Piazzolla returned to Argentina and gradually evolved his own style, one that combines the tango, jazz, and classical music. In his hands, the tango–which had deteriorated into a soft, popular form–was revitalized. Piazzolla transformed this old Argentinian dance into music capable of a variety of expression and fusing sharply-contrasted moods: his tangos are by turn fiery, melancholy, passionate, tense, violent, lyric, and always driven by an endless supply of rhythmic energy.
Oblivion comes from the sultry side of the tango. Over the melting rhythms of the opening, the haunting and dark main theme sings its sad song, and this will return in a number of guises. Piazzolla varies the accompaniment beneath this tune, and the tango stays firmly within its somber and expressive opening mood.
Nightclub 1960 from l’histoire du tango (arr. Ulrich Nyffeler)
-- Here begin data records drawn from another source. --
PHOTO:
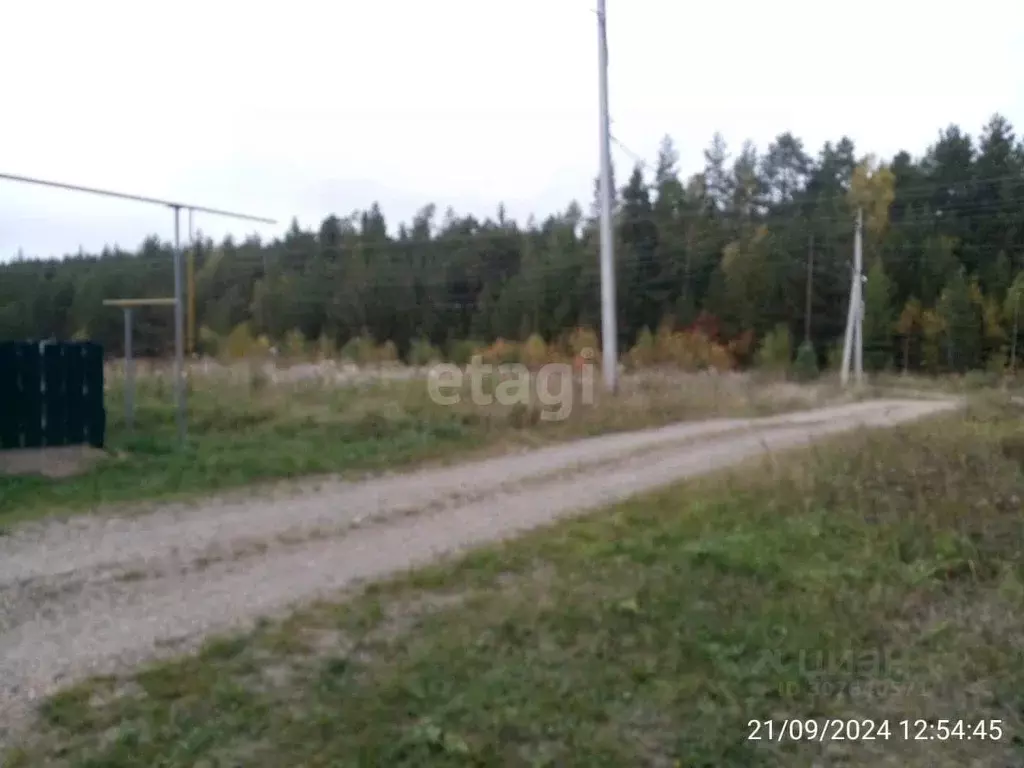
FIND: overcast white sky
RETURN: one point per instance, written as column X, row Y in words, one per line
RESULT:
column 309, row 108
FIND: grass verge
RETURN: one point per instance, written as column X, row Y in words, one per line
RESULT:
column 244, row 432
column 876, row 578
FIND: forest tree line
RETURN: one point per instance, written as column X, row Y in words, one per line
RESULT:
column 755, row 241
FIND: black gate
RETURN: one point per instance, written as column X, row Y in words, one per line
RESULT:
column 51, row 393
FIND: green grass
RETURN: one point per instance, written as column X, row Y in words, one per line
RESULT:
column 244, row 433
column 878, row 577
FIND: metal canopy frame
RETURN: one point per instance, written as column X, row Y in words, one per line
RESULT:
column 127, row 305
column 176, row 302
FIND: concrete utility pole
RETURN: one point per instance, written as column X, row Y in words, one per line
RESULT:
column 858, row 262
column 854, row 315
column 179, row 330
column 609, row 340
column 1013, row 343
column 810, row 283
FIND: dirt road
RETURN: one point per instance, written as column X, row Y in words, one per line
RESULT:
column 97, row 594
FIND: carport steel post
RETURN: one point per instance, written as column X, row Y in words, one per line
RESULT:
column 179, row 389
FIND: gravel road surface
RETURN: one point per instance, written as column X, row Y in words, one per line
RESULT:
column 98, row 594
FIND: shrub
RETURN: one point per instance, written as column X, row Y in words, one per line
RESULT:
column 240, row 343
column 501, row 352
column 806, row 366
column 209, row 342
column 643, row 352
column 720, row 358
column 461, row 351
column 582, row 339
column 360, row 349
column 422, row 352
column 775, row 352
column 294, row 344
column 534, row 352
column 386, row 352
column 326, row 348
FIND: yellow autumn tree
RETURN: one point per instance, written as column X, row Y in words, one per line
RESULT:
column 932, row 328
column 872, row 188
column 907, row 326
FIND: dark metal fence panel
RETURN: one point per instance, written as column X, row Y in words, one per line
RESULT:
column 51, row 393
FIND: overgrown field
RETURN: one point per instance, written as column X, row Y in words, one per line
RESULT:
column 249, row 424
column 876, row 578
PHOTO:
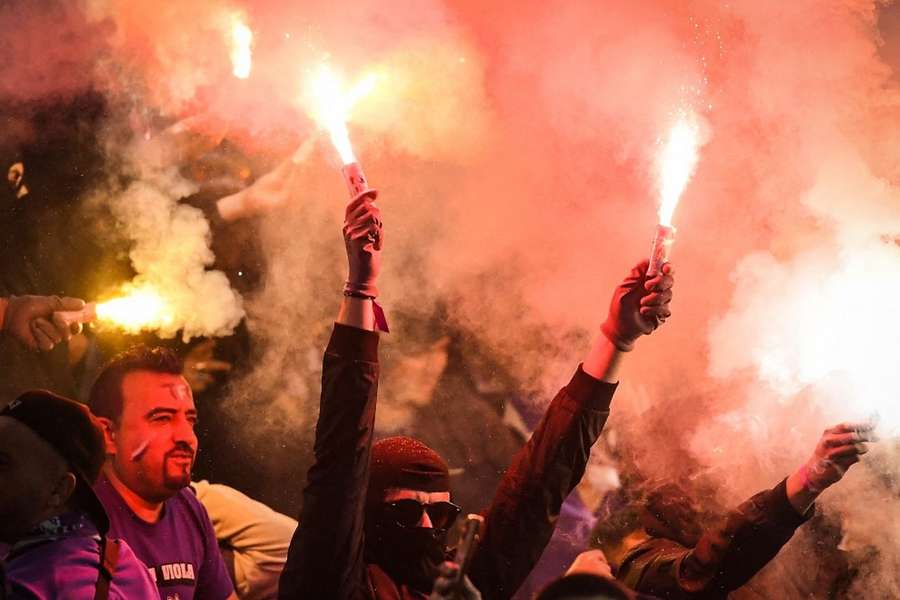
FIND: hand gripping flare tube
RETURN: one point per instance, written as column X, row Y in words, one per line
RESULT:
column 660, row 248
column 356, row 181
column 70, row 318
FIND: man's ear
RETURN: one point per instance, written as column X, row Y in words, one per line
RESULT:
column 109, row 434
column 64, row 489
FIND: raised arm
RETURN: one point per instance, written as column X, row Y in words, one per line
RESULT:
column 29, row 319
column 727, row 556
column 521, row 519
column 325, row 559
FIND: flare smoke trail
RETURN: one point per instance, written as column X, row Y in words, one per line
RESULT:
column 513, row 147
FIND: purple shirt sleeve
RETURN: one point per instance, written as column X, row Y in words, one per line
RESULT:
column 213, row 581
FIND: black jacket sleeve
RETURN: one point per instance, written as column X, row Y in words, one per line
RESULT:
column 521, row 519
column 325, row 559
column 724, row 559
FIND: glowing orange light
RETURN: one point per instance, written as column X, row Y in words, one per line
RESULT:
column 331, row 104
column 676, row 164
column 241, row 48
column 139, row 309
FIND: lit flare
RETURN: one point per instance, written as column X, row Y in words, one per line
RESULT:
column 331, row 105
column 140, row 309
column 676, row 164
column 241, row 48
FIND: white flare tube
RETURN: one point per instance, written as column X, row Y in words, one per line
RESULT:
column 660, row 249
column 69, row 318
column 356, row 181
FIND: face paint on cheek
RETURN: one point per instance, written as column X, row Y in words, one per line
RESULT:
column 139, row 451
column 180, row 391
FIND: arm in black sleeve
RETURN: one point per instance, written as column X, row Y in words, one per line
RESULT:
column 724, row 559
column 521, row 520
column 325, row 559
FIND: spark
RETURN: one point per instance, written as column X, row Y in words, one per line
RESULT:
column 139, row 309
column 331, row 105
column 241, row 48
column 676, row 164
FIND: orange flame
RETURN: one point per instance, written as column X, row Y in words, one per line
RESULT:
column 139, row 309
column 676, row 164
column 241, row 48
column 331, row 103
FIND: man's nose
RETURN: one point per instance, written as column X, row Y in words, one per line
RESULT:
column 425, row 521
column 184, row 432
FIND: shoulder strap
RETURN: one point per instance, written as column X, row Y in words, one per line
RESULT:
column 109, row 556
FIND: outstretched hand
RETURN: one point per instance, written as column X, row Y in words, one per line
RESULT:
column 29, row 319
column 839, row 448
column 448, row 587
column 639, row 305
column 363, row 238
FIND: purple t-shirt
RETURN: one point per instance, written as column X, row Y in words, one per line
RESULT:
column 180, row 549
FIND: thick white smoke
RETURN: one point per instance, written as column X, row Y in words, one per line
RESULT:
column 513, row 143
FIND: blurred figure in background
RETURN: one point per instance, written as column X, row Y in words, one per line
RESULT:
column 254, row 539
column 51, row 452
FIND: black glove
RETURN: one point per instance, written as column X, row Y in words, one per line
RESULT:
column 363, row 237
column 639, row 306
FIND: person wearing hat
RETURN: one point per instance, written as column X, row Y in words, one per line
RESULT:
column 375, row 518
column 51, row 452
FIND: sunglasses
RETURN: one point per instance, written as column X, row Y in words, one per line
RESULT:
column 408, row 513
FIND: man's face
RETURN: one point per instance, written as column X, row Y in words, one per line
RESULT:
column 29, row 473
column 154, row 444
column 425, row 498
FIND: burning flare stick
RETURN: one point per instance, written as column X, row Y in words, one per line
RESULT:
column 675, row 164
column 139, row 310
column 241, row 47
column 331, row 109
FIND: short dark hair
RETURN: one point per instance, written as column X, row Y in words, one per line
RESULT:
column 106, row 393
column 579, row 585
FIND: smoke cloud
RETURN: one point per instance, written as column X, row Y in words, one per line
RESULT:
column 514, row 147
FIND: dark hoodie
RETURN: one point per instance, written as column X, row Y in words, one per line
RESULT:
column 327, row 554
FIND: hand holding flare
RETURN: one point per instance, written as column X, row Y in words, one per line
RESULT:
column 138, row 310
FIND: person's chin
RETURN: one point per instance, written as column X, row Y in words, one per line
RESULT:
column 177, row 478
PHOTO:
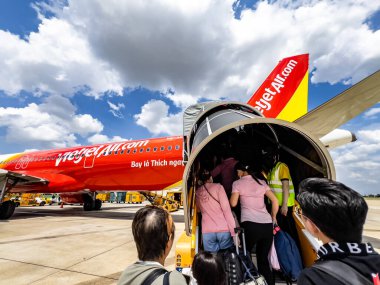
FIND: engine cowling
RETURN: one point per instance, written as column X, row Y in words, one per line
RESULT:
column 216, row 124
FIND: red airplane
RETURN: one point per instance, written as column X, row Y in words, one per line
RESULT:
column 77, row 173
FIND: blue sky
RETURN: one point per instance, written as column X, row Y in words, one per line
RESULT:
column 81, row 72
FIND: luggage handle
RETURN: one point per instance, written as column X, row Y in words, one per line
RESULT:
column 237, row 231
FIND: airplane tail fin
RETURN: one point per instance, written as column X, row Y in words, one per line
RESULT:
column 284, row 93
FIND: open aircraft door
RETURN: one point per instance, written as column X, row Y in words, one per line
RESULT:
column 213, row 123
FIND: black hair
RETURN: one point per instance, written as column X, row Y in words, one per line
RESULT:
column 337, row 210
column 208, row 269
column 246, row 167
column 204, row 175
column 152, row 228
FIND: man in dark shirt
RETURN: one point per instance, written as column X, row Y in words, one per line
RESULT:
column 335, row 214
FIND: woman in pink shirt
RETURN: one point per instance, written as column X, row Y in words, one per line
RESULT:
column 217, row 221
column 255, row 219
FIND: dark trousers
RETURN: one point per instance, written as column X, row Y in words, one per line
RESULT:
column 288, row 224
column 262, row 236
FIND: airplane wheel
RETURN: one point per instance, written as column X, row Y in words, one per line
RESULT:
column 7, row 209
column 87, row 206
column 98, row 204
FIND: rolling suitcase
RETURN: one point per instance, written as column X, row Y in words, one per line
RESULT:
column 249, row 273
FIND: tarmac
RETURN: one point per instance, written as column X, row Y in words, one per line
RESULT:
column 53, row 245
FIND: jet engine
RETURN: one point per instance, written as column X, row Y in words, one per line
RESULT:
column 210, row 129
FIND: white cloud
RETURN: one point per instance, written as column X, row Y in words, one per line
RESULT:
column 46, row 125
column 194, row 47
column 115, row 109
column 358, row 164
column 155, row 117
column 57, row 59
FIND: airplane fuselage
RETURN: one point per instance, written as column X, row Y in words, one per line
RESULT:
column 151, row 164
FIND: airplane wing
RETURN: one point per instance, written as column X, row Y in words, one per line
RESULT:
column 344, row 107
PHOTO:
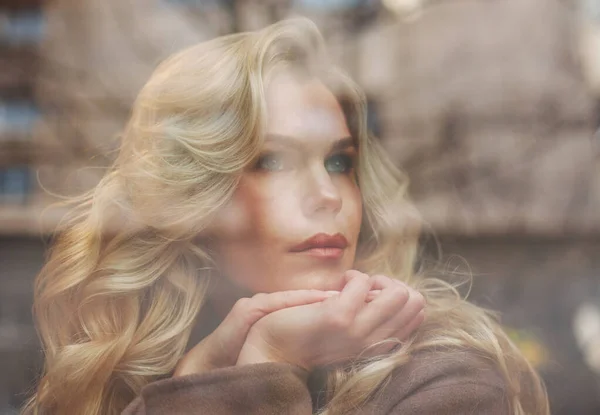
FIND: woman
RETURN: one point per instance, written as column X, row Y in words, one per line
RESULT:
column 251, row 251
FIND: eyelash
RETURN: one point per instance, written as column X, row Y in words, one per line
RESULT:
column 348, row 159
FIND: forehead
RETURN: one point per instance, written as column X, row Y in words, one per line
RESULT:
column 303, row 107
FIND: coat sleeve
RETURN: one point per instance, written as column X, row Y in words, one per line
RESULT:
column 460, row 398
column 434, row 383
column 266, row 389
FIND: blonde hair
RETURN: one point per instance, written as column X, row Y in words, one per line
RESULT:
column 124, row 282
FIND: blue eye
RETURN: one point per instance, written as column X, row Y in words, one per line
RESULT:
column 339, row 163
column 270, row 162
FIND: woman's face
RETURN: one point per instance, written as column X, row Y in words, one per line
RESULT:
column 301, row 187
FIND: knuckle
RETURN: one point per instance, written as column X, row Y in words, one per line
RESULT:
column 242, row 306
column 341, row 321
column 399, row 293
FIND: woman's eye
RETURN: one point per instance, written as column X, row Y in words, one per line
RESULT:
column 270, row 162
column 340, row 163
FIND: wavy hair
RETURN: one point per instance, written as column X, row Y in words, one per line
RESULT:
column 124, row 281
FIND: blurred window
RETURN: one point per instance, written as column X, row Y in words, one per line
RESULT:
column 591, row 9
column 14, row 184
column 21, row 28
column 18, row 116
column 330, row 5
column 200, row 4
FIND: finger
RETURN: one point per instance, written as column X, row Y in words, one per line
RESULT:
column 388, row 304
column 235, row 327
column 354, row 294
column 403, row 321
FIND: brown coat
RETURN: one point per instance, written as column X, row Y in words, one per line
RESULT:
column 460, row 383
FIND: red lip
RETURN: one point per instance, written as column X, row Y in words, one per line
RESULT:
column 322, row 241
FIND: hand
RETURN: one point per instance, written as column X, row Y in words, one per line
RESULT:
column 338, row 328
column 222, row 347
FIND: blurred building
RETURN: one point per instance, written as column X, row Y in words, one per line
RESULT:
column 491, row 108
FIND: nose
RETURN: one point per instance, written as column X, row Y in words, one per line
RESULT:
column 322, row 194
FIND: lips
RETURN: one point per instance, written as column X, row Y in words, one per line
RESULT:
column 330, row 245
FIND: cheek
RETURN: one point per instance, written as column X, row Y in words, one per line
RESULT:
column 354, row 208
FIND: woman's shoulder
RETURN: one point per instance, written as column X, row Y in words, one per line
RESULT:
column 456, row 382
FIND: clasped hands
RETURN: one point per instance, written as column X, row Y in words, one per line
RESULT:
column 311, row 328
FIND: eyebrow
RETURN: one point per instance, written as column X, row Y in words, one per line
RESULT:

In the mid-1980s Piazzolla published what has become one of his most popular works, L’histoire du tango, a survey of how that form had evolved in four different decades across the twentieth century. Piazzolla originally scored his “History of the Tango” for flute and guitar as a way of evoking the tango’s origins, but this music has been heard in countless arrangements, and at this concert its third movement, Night Club 1960, is heard in an arrangement for clarinet and string quartet. The first movement, Bordell 1900, had reminded us of some of the seamier origins of the form, and the second, Café 1930, had shown how the tango had become domesticated after several decades. Night Club 1960 brings us the tango in transition toward something livelier, as contemporary Latin dance forms began to reinvigorate it.